Thursday, November 03, 2005

Washington Post editorial on student loan & the budget

"The Senate is likely to vote today on a budget reconciliation measure in which the largest source of "savings" by far comes from the student loan program.
...
Should anyone on the Hill care to point it out, there is an obvious source of genuine savings in the student loan program: Offer students small incentives to choose direct over subsidized loans. But are there fiscal conservatives, in either party, who are willing to risk the wrath of lenders and say so?"

Dream World

Bush says: "What's the biggest threat to the American way of life? It's not terrorism--it's having an uneducated and undercompetitive population floundering in the global economy!"

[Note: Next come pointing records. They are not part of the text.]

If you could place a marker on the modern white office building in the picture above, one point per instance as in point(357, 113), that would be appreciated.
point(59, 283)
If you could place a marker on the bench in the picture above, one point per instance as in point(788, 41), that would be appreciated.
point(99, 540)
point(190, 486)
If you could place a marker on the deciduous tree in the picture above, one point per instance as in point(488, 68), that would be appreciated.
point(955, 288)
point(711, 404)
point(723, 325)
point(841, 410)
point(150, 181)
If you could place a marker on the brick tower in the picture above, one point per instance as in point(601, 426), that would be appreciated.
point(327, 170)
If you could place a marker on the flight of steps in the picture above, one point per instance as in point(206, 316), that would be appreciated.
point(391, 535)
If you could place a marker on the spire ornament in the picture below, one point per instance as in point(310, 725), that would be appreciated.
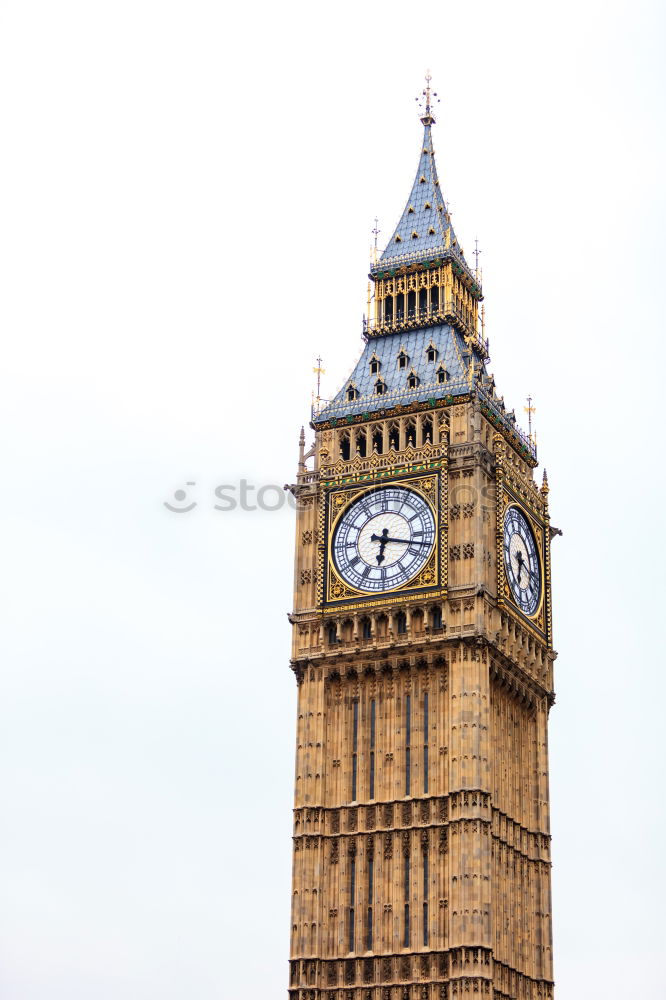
point(425, 101)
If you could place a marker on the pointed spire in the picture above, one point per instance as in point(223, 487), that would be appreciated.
point(425, 229)
point(545, 488)
point(301, 450)
point(426, 99)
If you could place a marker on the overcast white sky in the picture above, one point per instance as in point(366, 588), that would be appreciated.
point(187, 192)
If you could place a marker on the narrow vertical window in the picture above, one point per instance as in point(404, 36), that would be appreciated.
point(352, 895)
point(408, 740)
point(372, 749)
point(354, 749)
point(425, 899)
point(425, 743)
point(406, 937)
point(371, 878)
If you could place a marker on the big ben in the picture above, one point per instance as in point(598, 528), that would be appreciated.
point(422, 649)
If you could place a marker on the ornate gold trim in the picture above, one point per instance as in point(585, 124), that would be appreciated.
point(336, 501)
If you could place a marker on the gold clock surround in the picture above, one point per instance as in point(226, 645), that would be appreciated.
point(429, 486)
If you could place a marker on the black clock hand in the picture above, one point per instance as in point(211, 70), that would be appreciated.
point(403, 541)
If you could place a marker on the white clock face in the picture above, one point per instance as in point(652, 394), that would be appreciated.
point(383, 539)
point(521, 561)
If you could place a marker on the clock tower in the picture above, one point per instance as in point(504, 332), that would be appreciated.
point(422, 649)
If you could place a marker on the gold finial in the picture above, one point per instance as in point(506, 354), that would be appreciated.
point(426, 100)
point(375, 232)
point(476, 255)
point(319, 371)
point(301, 450)
point(529, 410)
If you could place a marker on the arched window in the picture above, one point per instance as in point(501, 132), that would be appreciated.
point(426, 430)
point(378, 441)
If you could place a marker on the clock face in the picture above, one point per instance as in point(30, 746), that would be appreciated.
point(383, 539)
point(521, 561)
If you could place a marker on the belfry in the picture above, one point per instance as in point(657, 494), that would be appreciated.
point(422, 649)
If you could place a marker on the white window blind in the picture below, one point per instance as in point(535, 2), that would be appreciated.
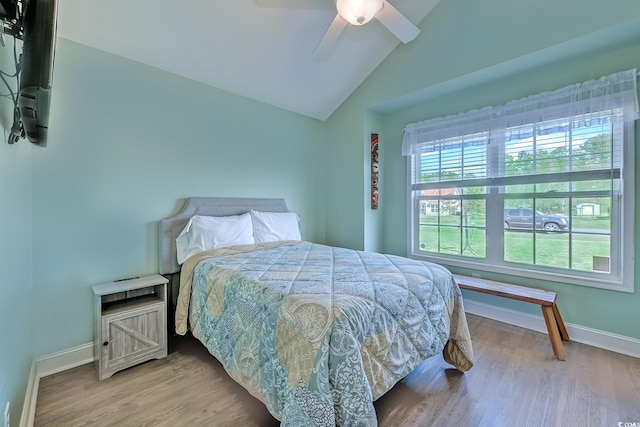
point(533, 187)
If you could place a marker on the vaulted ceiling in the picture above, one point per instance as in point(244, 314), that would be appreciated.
point(260, 49)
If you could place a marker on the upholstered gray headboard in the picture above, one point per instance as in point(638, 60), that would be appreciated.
point(208, 206)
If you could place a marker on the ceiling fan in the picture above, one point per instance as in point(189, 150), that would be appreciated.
point(357, 13)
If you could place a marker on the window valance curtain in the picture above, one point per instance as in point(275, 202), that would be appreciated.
point(615, 91)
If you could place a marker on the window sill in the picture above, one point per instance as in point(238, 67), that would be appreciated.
point(533, 274)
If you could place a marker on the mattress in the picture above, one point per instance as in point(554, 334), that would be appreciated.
point(317, 332)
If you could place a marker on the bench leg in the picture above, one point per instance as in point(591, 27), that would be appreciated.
point(563, 331)
point(554, 334)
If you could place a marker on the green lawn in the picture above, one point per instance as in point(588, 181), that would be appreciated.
point(522, 246)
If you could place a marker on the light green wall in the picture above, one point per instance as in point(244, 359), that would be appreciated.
point(16, 286)
point(127, 143)
point(495, 52)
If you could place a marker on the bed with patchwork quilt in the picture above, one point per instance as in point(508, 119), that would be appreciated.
point(317, 332)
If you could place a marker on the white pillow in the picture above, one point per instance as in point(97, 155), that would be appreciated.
point(203, 233)
point(275, 226)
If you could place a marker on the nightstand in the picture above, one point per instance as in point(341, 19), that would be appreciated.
point(130, 324)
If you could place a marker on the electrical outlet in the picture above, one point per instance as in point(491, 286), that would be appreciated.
point(7, 415)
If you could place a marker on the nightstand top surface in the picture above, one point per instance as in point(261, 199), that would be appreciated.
point(128, 284)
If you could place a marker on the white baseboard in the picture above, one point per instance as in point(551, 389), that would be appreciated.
point(30, 397)
point(582, 334)
point(49, 365)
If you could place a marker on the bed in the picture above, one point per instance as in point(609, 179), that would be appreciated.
point(317, 333)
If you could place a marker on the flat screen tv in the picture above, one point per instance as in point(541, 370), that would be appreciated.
point(38, 54)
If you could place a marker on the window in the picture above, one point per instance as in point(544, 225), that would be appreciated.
point(540, 187)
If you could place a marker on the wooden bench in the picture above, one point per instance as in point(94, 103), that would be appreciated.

Tuesday, November 01, 2005

Student Loan Resistance

These two sites, Student Loan Hell and Student Loan Slave, are great grassroots community resources for those angry/depressed/can't-take-it-anymore about student debt.

That's good, but we'll need millions

"WASHINGTON, D.C. - Hundreds of college students rallied on Capitol Hill today in opposition to a plan by Republican leaders in Congress to make over $14 billion in cuts - the largest cuts ever - to the nation's student aid programs. Rep. George Miller (D-CA), the senior Democrat on the House education committee, and Rep. Chris Van Hollen (D-MD), a member of the education committee, joined the student rally."